Fred and Jude looked at one another. Why?
“So that you can learn to read books,” said Jude. “There’s everything in the world in books. If you can’t read, then it’s worse than birds singing and not having any ears.”
Hanna did not think bird song any particular loss. Jude had forgotten how hateful birds were to her when she was small. Then she had spent days wandering about fields clapping pieces of board to scare them off.
“I don’t want to read books.”
“Well, what do you want?” Jude asked.
“I want a house like Mrs Warren. And green chairs. And a white dress with red flowers and red ribbons and little pink shoes. And a big glass over the fire. And chairs with little thin legs.” She went on to give an inventory of the front room at the Warren’s and Molly Warren’s dress.
“Well then, Miss,” said Jude. “You will need to find yourself a husband like Mr Warren to buy them for you, because you won’t get chairs like Mrs Warren’s standing the market.”
Summer 1788
I sometimes wonder what my life would be like if I had never learned to read and write. I cannot remember what it was like when I could not. As I see it, to teach all people to have this skill would not be difficult to arrange.

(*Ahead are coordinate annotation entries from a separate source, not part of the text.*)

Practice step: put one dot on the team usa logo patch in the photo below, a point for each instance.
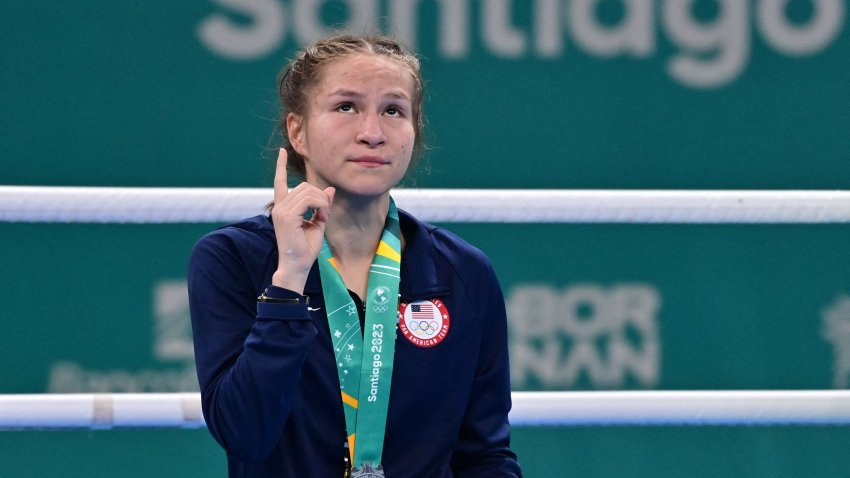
(425, 323)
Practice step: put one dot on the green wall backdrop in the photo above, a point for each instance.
(645, 94)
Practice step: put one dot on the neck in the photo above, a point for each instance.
(355, 226)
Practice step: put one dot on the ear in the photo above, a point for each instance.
(295, 131)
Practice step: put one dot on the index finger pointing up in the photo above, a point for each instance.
(280, 186)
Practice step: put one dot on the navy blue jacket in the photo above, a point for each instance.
(269, 382)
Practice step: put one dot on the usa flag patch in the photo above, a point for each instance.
(425, 323)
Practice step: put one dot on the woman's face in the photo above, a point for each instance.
(357, 132)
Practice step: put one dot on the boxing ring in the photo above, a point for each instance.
(694, 408)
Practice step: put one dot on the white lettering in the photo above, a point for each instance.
(726, 38)
(708, 52)
(821, 30)
(499, 35)
(555, 335)
(548, 38)
(307, 19)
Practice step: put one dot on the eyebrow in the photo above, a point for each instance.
(351, 93)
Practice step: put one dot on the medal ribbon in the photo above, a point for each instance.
(365, 363)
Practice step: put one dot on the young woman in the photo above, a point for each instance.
(339, 335)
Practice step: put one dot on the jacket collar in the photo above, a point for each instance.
(419, 273)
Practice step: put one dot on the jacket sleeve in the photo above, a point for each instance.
(483, 446)
(248, 355)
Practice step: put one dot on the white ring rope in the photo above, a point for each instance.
(644, 408)
(184, 205)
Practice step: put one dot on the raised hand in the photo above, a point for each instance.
(298, 240)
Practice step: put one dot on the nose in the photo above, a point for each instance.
(370, 133)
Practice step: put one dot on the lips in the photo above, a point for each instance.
(370, 161)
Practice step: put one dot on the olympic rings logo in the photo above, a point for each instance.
(427, 327)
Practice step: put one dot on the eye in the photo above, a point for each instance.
(394, 111)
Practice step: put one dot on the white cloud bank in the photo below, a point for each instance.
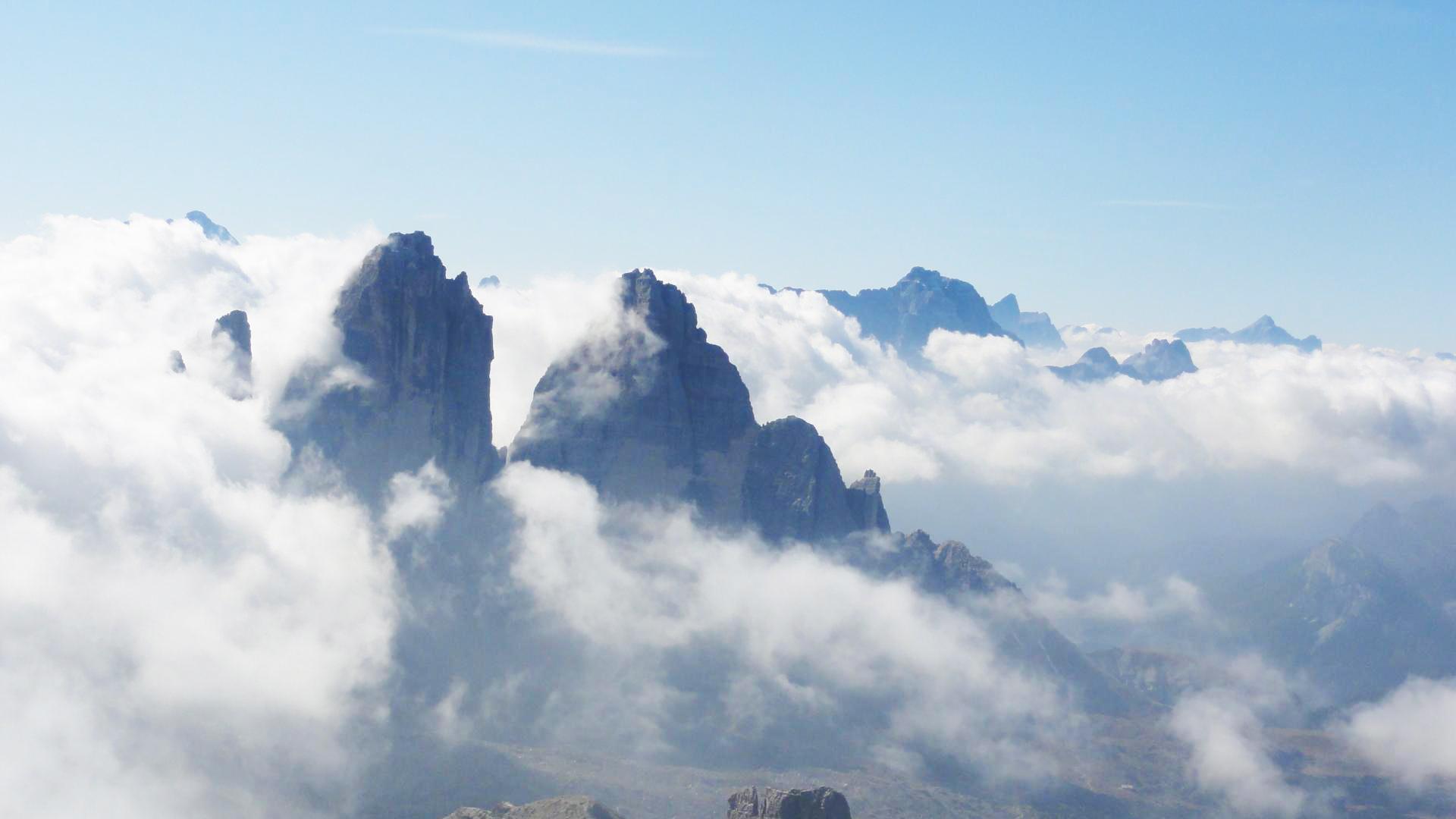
(1229, 754)
(187, 632)
(989, 413)
(1410, 735)
(794, 632)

Something Fred Warren said has been going round in my head.
If little children were given no more than half an hour each day, the accumulation of learning in a year should be enough to let everyone have the elements of reading and writing by the time they were adult.
There could be people like myself who could teach village children just the way Gilly was taught. Some schools have been set up, but what is needed is fir it to be properly organised.
I can see no objection to it. If every squire in every village gave the cost of the keep of one hunter, and the church let the vestry or some such be used, then in one generation every person could learn to read.
The more I think of it, the more possible my scheme appears to be.
There will be children like Hanna who dislike the work of learning something they think is useless. This means that perhaps it could only be done by imposing it on them. Yet that does not seem to be the way. It ought to be done as it was with me and Fred – joy of it on both sides.
However, that is but a detail which can be overcome.
Judeth Nugent
Before Fred Warren left Croud Cantle, he and Jude arranged to go to Park Manor together to look at Young Harry’s library. So, on next Blackbrook market day, Fred walked back with them. He led his horse with Hanna in the saddle. She was sulky when Fred and Jude went up to the House without her, but could always be cheered up by a treat of food, and Bella said she thought she had seen ripe raspberries under the nets.